Primitives Leder farmt sich auf Stufe 85 meines Erachtens am Besten in der Ini "Die Verlorene Stadt Tol'Vir". Links und Rechts hinter dem Eingang steht jeweils eine Mobgruppe - 5 non-elite Tiger und ein Elite-Mob. 

Als Jäger mit einem Tankpet kann ich diese Gruppe problemlos schaffen. Pet auf den Elitemob und nur Schaden auf diesen. Der Elite leitet nämlich einen Teil des erlittenen Schadens auf seine fünf Tiger um, so dass diese irgendwann einfach umkippen. 

Die Tiger geben jeweils 2-3 normales primitives Leder, manchmal auch einen Makellosen Balg. Danach geht man einfach 'raus, resettet die Ini und wieder rein. Das funktioniert 5x die Stunde, ehe man die Nachricht bekommt, dass man zuviele Instanzen betreten hat. ;-) Pro Run bekommt man durchschnittlich einen Stack normales primitives Leder, nach 5x sind es 5 Stacks normales, bzw. 1 Stack schweres primitives Leder. Dazu kommen noch die grauen Drops die doch auch schön Gold geben, ab und zu ein grüner Drop und ich hatte auch schon das Glück für einen blauen Random Drop, den ich für 2,5k Gold im AH verkaufen konnte. 

Für mich ist das momentan der Beste Farmspot, da bei allen anderen die Mobs etwas arg weit auseinanderstehen. Ausserdem kommt mir in der Ini kein anderer in die Quere. 

Ich hoffe, ich konnte mit diesem Tip etwas helfen!

Edit für Schriftgrösse.


----------



## Dexis (17. Dezember 2010)

Tanyanka schrieb:


> Primitives Leder farmt sich auf Stufe 85 meines Erachtens am Besten in der Ini "Die Verlorene Stadt Tol'Vir". Links und Rechts hinter dem Eingang steht jeweils eine Mobgruppe - 5 non-elite Tiger und ein Elite-Mob.
> 
> Als Jäger mit einem Tankpet kann ich diese Gruppe problemlos schaffen. Pet auf den Elitemob und nur Schaden auf diesen. Der Elite leitet nämlich einen Teil des erlittenen Schadens auf seine fünf Tiger um, so dass diese irgendwann einfach umkippen.



Ok, toll für den Jäger - wenn man einen hat. Wenn du jetzt noch nen Farmspot sagst der nicht auf eine einzige Klasse beschränkt ist, war dein Post sinnvoll.


----------



## bluewhiteangel (17. Dezember 2010)

Dexis schrieb:


> Ok, toll für den Jäger - wenn man einen hat. Wenn du jetzt noch nen Farmspot sagst der nicht auf eine einzige Klasse beschränkt ist, war dein Post sinnvoll.
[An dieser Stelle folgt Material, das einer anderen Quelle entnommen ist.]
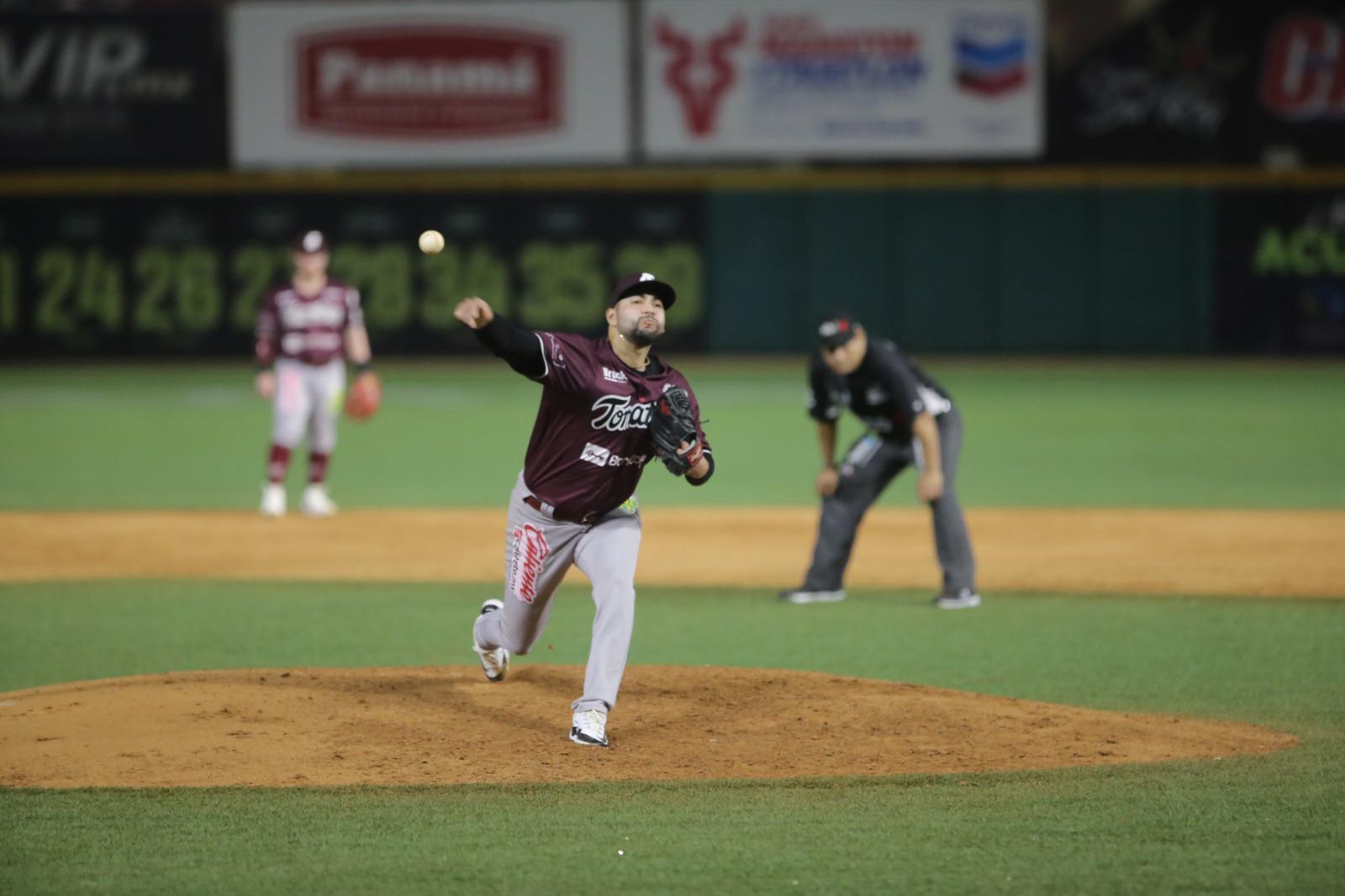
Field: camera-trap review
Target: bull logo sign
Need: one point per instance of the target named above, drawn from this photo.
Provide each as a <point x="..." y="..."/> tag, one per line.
<point x="699" y="71"/>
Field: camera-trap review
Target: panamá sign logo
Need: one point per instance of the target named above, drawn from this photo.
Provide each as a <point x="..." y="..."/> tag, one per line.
<point x="699" y="73"/>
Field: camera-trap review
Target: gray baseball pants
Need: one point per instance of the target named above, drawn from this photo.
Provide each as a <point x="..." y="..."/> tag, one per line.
<point x="869" y="465"/>
<point x="538" y="551"/>
<point x="307" y="403"/>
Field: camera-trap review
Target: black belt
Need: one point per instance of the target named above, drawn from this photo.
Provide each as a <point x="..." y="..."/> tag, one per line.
<point x="541" y="506"/>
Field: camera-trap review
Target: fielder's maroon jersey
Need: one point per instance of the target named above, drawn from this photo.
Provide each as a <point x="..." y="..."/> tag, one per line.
<point x="591" y="439"/>
<point x="307" y="329"/>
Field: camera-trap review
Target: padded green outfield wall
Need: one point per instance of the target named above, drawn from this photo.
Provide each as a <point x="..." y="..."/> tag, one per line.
<point x="965" y="269"/>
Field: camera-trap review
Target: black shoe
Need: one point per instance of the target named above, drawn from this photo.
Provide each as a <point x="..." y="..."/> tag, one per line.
<point x="965" y="599"/>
Ich denke, diesen Farmspot kannst du mit ziemlich jeder robusten Klasse abfarmen...Einfach mal testen... Aber erstmal meckern, ne?
Ich farm gern in Hyjal bei Sethrias Nest, da gibs aber noch ne Menge Schuppen dabei. (Empfinde ich eher als Vor-als als Nachteil.)


----------



## Tanyanka (17. Dezember 2010)

Nun ja, mit dem Jäger lässt sich das am Besten erklären. :-) Etwas mehr Adaptionsvermögen und Phantasie hab ich von der Buffed-Community schon erwartet. ;-)

Wenn man keinen Jäger hat, dann nimmt man sich halt einen Tank seines Vertrauens mit. Ein Krieger oder Paladin schafft das bestimmt auch alleine. Der Hexer hat je nach Skillung ja auch sowas wie Tankpet, nicht wahr?
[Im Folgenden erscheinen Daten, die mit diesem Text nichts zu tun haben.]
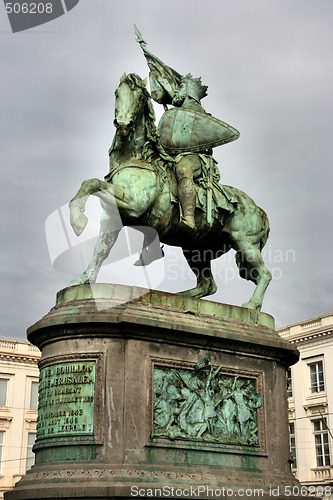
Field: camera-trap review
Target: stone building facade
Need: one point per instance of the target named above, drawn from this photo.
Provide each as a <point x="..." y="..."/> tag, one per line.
<point x="310" y="403"/>
<point x="18" y="409"/>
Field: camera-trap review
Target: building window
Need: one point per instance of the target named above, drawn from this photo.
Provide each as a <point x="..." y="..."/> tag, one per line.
<point x="2" y="435"/>
<point x="30" y="455"/>
<point x="34" y="396"/>
<point x="3" y="391"/>
<point x="321" y="443"/>
<point x="292" y="444"/>
<point x="317" y="376"/>
<point x="289" y="384"/>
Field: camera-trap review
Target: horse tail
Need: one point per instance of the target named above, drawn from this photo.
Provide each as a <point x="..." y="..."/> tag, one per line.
<point x="265" y="228"/>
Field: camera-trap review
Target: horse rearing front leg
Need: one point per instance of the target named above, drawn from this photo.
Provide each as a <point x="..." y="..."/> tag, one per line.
<point x="77" y="205"/>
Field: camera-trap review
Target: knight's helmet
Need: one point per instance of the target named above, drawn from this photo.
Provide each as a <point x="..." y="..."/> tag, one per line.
<point x="163" y="80"/>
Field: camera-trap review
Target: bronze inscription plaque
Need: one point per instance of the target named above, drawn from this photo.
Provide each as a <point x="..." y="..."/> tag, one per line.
<point x="66" y="399"/>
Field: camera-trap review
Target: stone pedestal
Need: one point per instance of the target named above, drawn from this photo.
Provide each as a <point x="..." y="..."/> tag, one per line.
<point x="158" y="396"/>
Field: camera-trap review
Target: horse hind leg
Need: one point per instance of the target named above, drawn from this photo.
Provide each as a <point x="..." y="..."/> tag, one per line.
<point x="251" y="267"/>
<point x="201" y="266"/>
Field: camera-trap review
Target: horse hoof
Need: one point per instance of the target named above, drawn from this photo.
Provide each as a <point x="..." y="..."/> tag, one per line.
<point x="78" y="222"/>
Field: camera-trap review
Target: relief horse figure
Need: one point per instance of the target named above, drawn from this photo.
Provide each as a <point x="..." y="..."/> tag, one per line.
<point x="142" y="185"/>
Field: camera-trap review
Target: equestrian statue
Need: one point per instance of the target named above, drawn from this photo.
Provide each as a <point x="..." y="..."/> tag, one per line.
<point x="165" y="179"/>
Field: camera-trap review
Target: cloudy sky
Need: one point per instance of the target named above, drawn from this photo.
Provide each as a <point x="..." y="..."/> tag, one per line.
<point x="268" y="65"/>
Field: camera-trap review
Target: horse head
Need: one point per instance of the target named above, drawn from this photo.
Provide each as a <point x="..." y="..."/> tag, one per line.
<point x="131" y="104"/>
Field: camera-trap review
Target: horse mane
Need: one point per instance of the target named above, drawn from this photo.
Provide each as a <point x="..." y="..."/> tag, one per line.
<point x="153" y="151"/>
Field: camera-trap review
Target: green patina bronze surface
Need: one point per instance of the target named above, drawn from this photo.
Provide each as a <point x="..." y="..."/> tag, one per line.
<point x="178" y="196"/>
<point x="205" y="405"/>
<point x="66" y="400"/>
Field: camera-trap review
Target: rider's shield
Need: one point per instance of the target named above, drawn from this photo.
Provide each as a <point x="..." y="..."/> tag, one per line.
<point x="183" y="130"/>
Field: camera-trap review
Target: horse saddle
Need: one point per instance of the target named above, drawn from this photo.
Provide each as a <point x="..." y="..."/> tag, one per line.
<point x="183" y="130"/>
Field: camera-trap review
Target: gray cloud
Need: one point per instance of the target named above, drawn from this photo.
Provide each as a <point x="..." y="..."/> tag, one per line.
<point x="269" y="70"/>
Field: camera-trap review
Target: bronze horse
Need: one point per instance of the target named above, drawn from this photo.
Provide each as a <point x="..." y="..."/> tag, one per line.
<point x="142" y="185"/>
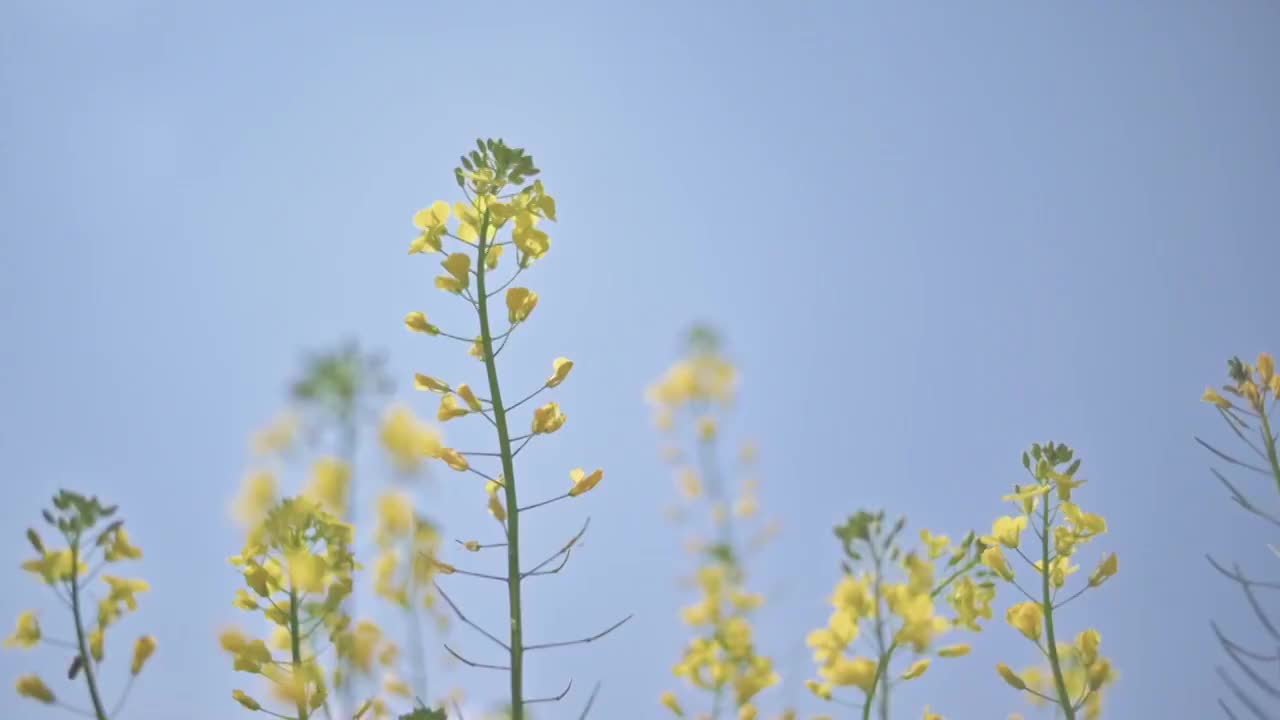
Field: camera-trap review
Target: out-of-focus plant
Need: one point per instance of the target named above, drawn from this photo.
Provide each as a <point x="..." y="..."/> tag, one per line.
<point x="91" y="542"/>
<point x="722" y="659"/>
<point x="493" y="178"/>
<point x="887" y="595"/>
<point x="1248" y="408"/>
<point x="297" y="568"/>
<point x="333" y="402"/>
<point x="1077" y="674"/>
Alles kaue ich nicht vor, selber denken ftw!


----------



## Dexis (17. Dezember 2010)

bluewhiteangel schrieb:


> Ich denke, diesen Farmspot kannst du mit ziemlich jeder robusten Klasse abfarmen...Einfach mal testen... Aber erstmal meckern, ne?





Tanyanka schrieb:


> Nun ja, mit dem Jäger lässt sich das am Besten erklären. :-) Etwas mehr Adaptionsvermögen und Phantasie hab ich von der Buffed-Community schon erwartet. ;-)
> [...]
> Alles kaue ich nicht vor, selber denken ftw!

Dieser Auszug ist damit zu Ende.